We outlined the following ten subtaks of the Subtask T1.b at propsal writing in 2018.

1. Force/torque compliant robotic manipulators

The force/torque compliant robots are necessary and useful in many robotics tasks. They are considered to be an important tool for safe human-robot collaboration. This establishes the collaborative robot (cobot). The research in this subtask will enhance the state of the art in collaborative robotics; make it implementable on wider range of robots (in contrast to our current ability to work with two KUKA LBR iiwa arms, which we have in the lab). ROS (Robotic Operating System, likely it’s coming version 2) is the used middleware. The current obstacle is that that the feedback loop is not fast enough (about 20 Hz). We will also build on top of the background knowledge the R4I project (lead by R. Babuška) keeps providing to CTU-CIIRC team and provide it industrial relevance reciprocally.

2. Vision-based robot calibration

Vision based robot calibration is estimating/identifying parameters, e.g. dimensions, angles and coordinate transforms, of robots and mechanisms based on indirect measurements through cameras and 3D scanners. The problem is highly non-linear and often leads to solving hard polynomial problems, or to polynomial optimization of very non-linear functions with many local extrema. The vision and laser range-finding technology enables to simplify and fasten traditional calibration based on direct measurements poses of mechanism by expensive laser-based measuring devices. Moreover, vision-based robot calibration can work online and be used to monitor the state of robots during their life cycle. We will investigate and implement new methods improving vision based calibration methods using modern tool from algebraic geometry and polynomial optimization in combination with machine learning techniques. Our results will also find application in task T2.d in the area of autonomous driving. We will also build on top of the background knowledge the IMPACT project (lead by J. Šivic).

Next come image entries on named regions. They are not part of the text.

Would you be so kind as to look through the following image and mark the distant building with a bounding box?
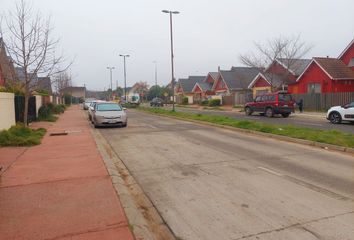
[60,87,86,99]
[0,38,16,86]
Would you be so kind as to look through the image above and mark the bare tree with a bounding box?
[53,72,72,93]
[0,0,70,125]
[239,35,312,91]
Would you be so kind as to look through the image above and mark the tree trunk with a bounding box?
[23,91,29,127]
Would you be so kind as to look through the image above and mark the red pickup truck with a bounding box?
[245,92,295,118]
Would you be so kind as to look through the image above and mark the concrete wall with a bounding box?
[0,92,16,130]
[35,95,42,117]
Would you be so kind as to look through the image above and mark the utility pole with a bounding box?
[162,10,179,111]
[107,67,114,100]
[119,54,130,103]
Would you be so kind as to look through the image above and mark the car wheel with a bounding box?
[265,108,274,117]
[329,112,342,124]
[245,107,253,116]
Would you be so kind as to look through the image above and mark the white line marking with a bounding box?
[257,167,284,177]
[297,122,323,126]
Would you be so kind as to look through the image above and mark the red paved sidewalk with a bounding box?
[0,106,134,240]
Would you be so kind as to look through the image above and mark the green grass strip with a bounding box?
[137,107,354,148]
[0,124,47,146]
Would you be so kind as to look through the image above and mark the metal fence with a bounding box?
[14,96,36,123]
[292,92,354,111]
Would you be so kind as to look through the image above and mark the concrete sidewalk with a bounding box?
[0,106,134,240]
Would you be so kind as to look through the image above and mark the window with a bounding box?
[254,96,262,102]
[278,94,292,102]
[348,58,354,67]
[307,83,321,93]
[97,103,122,111]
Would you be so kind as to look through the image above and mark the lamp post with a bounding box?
[119,54,130,102]
[107,67,114,100]
[162,10,179,111]
[152,61,157,97]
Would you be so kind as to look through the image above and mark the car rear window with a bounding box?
[97,103,122,111]
[279,94,292,102]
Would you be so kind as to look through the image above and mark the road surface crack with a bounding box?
[233,211,354,240]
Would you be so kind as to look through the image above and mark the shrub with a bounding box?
[208,99,221,107]
[52,104,66,114]
[182,97,188,105]
[0,124,46,146]
[200,100,209,106]
[38,105,51,120]
[122,102,140,108]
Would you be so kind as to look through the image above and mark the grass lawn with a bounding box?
[0,124,47,147]
[37,114,58,122]
[138,107,354,148]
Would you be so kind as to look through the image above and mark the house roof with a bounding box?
[15,67,38,83]
[220,67,260,90]
[338,38,354,59]
[60,87,86,93]
[37,77,52,94]
[178,76,205,93]
[192,82,213,92]
[313,58,354,80]
[276,58,311,76]
[208,72,219,80]
[248,72,294,88]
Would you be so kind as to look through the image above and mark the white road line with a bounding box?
[257,167,284,177]
[297,122,323,127]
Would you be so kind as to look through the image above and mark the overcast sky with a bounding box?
[0,0,354,90]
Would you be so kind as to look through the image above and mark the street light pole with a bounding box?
[162,10,179,111]
[119,54,130,103]
[153,61,157,97]
[107,67,114,100]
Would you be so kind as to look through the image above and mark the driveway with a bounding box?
[99,111,354,240]
[160,106,354,134]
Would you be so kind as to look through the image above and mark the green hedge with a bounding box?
[208,99,221,107]
[0,124,46,146]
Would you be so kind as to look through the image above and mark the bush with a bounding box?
[200,100,209,106]
[122,102,140,108]
[38,103,66,122]
[38,105,52,120]
[0,124,46,146]
[208,99,221,107]
[182,97,188,105]
[52,104,66,114]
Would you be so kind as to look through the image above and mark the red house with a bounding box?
[338,39,354,71]
[288,40,354,93]
[288,58,354,93]
[192,72,218,103]
[248,58,311,97]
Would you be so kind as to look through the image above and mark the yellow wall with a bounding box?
[253,87,271,98]
[0,92,16,130]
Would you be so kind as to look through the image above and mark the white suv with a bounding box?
[327,102,354,123]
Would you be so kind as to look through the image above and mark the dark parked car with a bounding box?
[245,92,295,118]
[150,98,163,107]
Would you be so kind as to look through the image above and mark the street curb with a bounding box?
[134,110,354,155]
[91,129,176,240]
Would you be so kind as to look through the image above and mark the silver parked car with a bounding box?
[92,102,128,127]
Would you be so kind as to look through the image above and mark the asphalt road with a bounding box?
[160,107,354,134]
[100,111,354,240]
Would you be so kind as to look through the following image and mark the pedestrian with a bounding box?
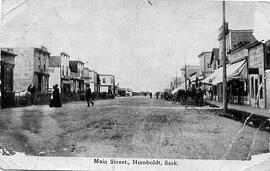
[85,84,94,107]
[49,84,62,107]
[27,84,32,93]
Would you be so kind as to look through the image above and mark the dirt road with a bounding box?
[0,97,269,160]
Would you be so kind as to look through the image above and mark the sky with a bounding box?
[0,0,270,92]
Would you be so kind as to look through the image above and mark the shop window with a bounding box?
[255,79,258,97]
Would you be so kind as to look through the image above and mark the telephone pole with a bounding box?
[222,0,228,113]
[185,57,187,91]
[175,66,177,88]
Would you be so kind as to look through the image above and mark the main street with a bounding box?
[0,97,269,159]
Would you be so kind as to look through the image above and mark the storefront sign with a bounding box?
[229,49,248,62]
[249,44,264,74]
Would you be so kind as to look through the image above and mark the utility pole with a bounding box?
[185,61,187,91]
[175,66,177,88]
[222,0,228,113]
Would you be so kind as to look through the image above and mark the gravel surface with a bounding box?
[0,97,269,160]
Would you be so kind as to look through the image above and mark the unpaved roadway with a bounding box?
[0,97,269,160]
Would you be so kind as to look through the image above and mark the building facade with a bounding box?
[0,50,16,108]
[99,74,115,94]
[89,70,100,92]
[69,61,84,92]
[2,46,50,93]
[49,52,72,92]
[198,52,213,78]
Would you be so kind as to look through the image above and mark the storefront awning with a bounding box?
[201,67,223,84]
[212,60,247,85]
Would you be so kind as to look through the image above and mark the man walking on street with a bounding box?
[85,84,94,107]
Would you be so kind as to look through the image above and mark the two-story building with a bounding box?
[180,65,201,89]
[49,52,72,92]
[207,24,256,104]
[69,60,84,92]
[4,46,50,93]
[82,67,90,91]
[198,52,213,78]
[99,74,115,94]
[89,70,100,92]
[0,50,16,108]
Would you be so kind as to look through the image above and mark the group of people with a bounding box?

3. Tactile/vision-based servoing for robots

Perceptually rich servoing makes a first half of robot intelligence. The second half of it is usually in outside world perception/knowledge/representation and uncertain reasoning in it. This subtask will add new research to our rich experience to both halves, mainly in vision. We have gained the experience with tactile feedback lately. The design and development of a gripper with sensors tuned for the particular application is also needed and will be dealt with. The research should provide modules, which will serve as building blocks for potential industrial applications, both for roboticmanipulators and autonomous vehicles at the factory workshop. The fusion of information from different sensory sources will be dealt with too, also by the UTIA-CAS partner and not only.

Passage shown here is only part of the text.